In the case of fashion retailer Eddie Bauer, customer card information was stolen when malware was found in the POS systems in every single one of its 350 stores across USA and Canada. The malware had been present in the machines for at least 6 months before its discovery.
Is your POS at risk?
According to Verizon’s annual Data Breach Investigations Report, last year almost two-thirds of data breaches at retailers were caused by point of sale intrusions.
According to the Identity Theft Resource Center (ITRC), data breaches are on the rise: there have already been 601 recorded incidents this year. It’s an alarming number, especially considering that in 2015 there were 781 incidents in total.
Given the rising concern, we want to reassure all our customers and system users: you can keep your customer payment data safe by using LS Retail software alongside a PCI-certified payment service provider.
How to be safe from malware and intrusions with LS Retail
Petur Sigurdsson, Head of LS Retail Global Payments:
The LS Retail POS, when combined with PCI-certified service providers, is out of scope for PCI-related vulnerabilities.
In compliance with official PCI security standards, the LS Retail POS does not store, track or register any customer card information – this includes customer name, card number, CVV (card verification value) code and expiry date. The LS systems only logs a masked card number per transaction, for limited tracking information. This data, even if it were stolen, would not be usable to commit fraud.

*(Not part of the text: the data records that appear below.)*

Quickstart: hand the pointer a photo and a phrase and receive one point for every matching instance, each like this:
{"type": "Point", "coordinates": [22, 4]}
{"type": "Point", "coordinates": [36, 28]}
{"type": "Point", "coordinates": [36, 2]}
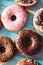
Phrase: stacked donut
{"type": "Point", "coordinates": [27, 42]}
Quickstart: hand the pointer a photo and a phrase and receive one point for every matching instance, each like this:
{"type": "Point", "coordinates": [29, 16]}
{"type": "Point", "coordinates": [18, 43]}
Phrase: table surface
{"type": "Point", "coordinates": [12, 35]}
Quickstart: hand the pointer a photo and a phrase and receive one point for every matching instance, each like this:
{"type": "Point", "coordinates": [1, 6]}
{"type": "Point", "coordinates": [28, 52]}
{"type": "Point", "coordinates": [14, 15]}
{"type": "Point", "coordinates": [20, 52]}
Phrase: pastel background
{"type": "Point", "coordinates": [12, 35]}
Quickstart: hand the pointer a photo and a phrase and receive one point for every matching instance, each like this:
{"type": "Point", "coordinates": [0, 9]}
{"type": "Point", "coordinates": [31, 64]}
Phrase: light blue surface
{"type": "Point", "coordinates": [12, 35]}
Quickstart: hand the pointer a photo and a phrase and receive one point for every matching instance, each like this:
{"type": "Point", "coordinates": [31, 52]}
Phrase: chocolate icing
{"type": "Point", "coordinates": [40, 19]}
{"type": "Point", "coordinates": [33, 39]}
{"type": "Point", "coordinates": [26, 1]}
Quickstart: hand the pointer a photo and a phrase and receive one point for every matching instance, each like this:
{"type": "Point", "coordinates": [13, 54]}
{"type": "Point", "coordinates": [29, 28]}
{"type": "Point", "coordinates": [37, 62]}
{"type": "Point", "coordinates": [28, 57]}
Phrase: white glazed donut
{"type": "Point", "coordinates": [26, 2]}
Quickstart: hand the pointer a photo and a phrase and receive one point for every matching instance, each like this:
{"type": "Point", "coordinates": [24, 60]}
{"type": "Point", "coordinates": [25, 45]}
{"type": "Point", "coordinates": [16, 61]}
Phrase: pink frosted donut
{"type": "Point", "coordinates": [14, 17]}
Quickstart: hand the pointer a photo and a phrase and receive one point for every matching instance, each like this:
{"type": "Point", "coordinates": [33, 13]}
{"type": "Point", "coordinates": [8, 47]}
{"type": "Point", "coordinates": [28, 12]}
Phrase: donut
{"type": "Point", "coordinates": [26, 2]}
{"type": "Point", "coordinates": [27, 61]}
{"type": "Point", "coordinates": [14, 17]}
{"type": "Point", "coordinates": [38, 20]}
{"type": "Point", "coordinates": [28, 42]}
{"type": "Point", "coordinates": [7, 49]}
{"type": "Point", "coordinates": [0, 22]}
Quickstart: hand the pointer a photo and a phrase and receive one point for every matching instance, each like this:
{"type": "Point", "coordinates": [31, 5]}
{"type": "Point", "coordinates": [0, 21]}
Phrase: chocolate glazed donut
{"type": "Point", "coordinates": [7, 49]}
{"type": "Point", "coordinates": [28, 42]}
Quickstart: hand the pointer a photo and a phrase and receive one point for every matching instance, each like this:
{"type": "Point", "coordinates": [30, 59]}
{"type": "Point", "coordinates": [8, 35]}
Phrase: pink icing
{"type": "Point", "coordinates": [20, 14]}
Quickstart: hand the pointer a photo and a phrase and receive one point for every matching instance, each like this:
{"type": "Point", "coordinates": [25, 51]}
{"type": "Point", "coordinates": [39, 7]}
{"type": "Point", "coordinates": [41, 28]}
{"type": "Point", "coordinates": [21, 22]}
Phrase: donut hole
{"type": "Point", "coordinates": [2, 49]}
{"type": "Point", "coordinates": [31, 1]}
{"type": "Point", "coordinates": [13, 17]}
{"type": "Point", "coordinates": [27, 42]}
{"type": "Point", "coordinates": [27, 1]}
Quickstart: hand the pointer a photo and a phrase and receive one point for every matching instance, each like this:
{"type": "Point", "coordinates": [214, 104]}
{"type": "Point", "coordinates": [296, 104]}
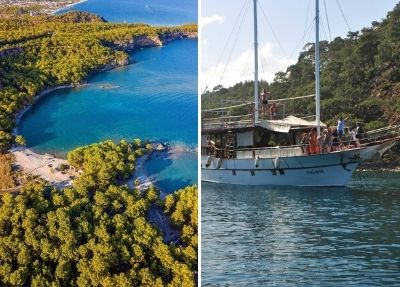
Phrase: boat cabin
{"type": "Point", "coordinates": [246, 139]}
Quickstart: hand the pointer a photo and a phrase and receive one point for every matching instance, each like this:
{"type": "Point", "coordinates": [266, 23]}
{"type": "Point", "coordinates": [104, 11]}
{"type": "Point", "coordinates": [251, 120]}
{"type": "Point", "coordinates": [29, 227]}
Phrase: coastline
{"type": "Point", "coordinates": [39, 96]}
{"type": "Point", "coordinates": [34, 163]}
{"type": "Point", "coordinates": [67, 7]}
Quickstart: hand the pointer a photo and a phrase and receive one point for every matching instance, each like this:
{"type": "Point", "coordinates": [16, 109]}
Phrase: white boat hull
{"type": "Point", "coordinates": [333, 169]}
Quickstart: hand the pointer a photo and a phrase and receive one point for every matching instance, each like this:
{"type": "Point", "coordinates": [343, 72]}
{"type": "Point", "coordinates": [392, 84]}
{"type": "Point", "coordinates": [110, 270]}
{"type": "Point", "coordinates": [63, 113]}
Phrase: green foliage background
{"type": "Point", "coordinates": [96, 233]}
{"type": "Point", "coordinates": [60, 50]}
{"type": "Point", "coordinates": [360, 78]}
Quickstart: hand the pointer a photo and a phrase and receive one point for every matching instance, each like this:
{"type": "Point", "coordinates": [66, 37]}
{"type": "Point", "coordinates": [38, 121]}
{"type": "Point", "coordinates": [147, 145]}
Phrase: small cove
{"type": "Point", "coordinates": [155, 99]}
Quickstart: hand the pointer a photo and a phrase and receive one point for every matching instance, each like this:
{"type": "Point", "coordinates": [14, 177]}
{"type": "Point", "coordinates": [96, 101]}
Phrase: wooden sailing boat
{"type": "Point", "coordinates": [235, 149]}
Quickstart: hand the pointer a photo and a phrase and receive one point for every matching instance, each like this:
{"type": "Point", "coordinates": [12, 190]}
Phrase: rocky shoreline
{"type": "Point", "coordinates": [128, 47]}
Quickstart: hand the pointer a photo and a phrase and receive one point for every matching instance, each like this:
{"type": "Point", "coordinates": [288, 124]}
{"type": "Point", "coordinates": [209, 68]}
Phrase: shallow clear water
{"type": "Point", "coordinates": [155, 98]}
{"type": "Point", "coordinates": [262, 236]}
{"type": "Point", "coordinates": [156, 12]}
{"type": "Point", "coordinates": [172, 170]}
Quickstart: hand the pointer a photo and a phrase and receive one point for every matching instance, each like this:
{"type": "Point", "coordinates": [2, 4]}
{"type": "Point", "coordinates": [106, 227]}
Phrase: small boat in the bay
{"type": "Point", "coordinates": [246, 150]}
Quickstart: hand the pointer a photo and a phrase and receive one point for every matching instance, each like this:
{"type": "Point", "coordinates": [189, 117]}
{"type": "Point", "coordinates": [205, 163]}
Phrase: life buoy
{"type": "Point", "coordinates": [277, 163]}
{"type": "Point", "coordinates": [219, 163]}
{"type": "Point", "coordinates": [208, 163]}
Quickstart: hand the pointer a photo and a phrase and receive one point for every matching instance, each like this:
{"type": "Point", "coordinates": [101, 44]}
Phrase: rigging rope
{"type": "Point", "coordinates": [229, 38]}
{"type": "Point", "coordinates": [244, 16]}
{"type": "Point", "coordinates": [341, 11]}
{"type": "Point", "coordinates": [248, 103]}
{"type": "Point", "coordinates": [327, 21]}
{"type": "Point", "coordinates": [273, 31]}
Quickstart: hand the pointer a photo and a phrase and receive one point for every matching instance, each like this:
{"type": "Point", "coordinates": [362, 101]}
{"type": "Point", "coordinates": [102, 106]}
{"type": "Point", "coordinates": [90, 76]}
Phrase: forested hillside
{"type": "Point", "coordinates": [96, 233]}
{"type": "Point", "coordinates": [45, 51]}
{"type": "Point", "coordinates": [360, 78]}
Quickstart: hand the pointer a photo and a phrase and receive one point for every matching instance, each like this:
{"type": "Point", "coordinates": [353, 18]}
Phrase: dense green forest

Cards swiped in an LS Retail POS are captured by the EFT terminal and processed within the EFT systems directly, making the relevant EFT provider responsible for all security – not the merchant, and not the LS Retail system.
A word of warning, though: although the LS Retail POS is out of scope for these threats, your whole system is only as safe as all of its parts are. Most breaches occur because of older legacy systems, so make sure that you install security updates in a timely manner as a part of regular maintenance, and that your intranet/windows system is secure and up to date.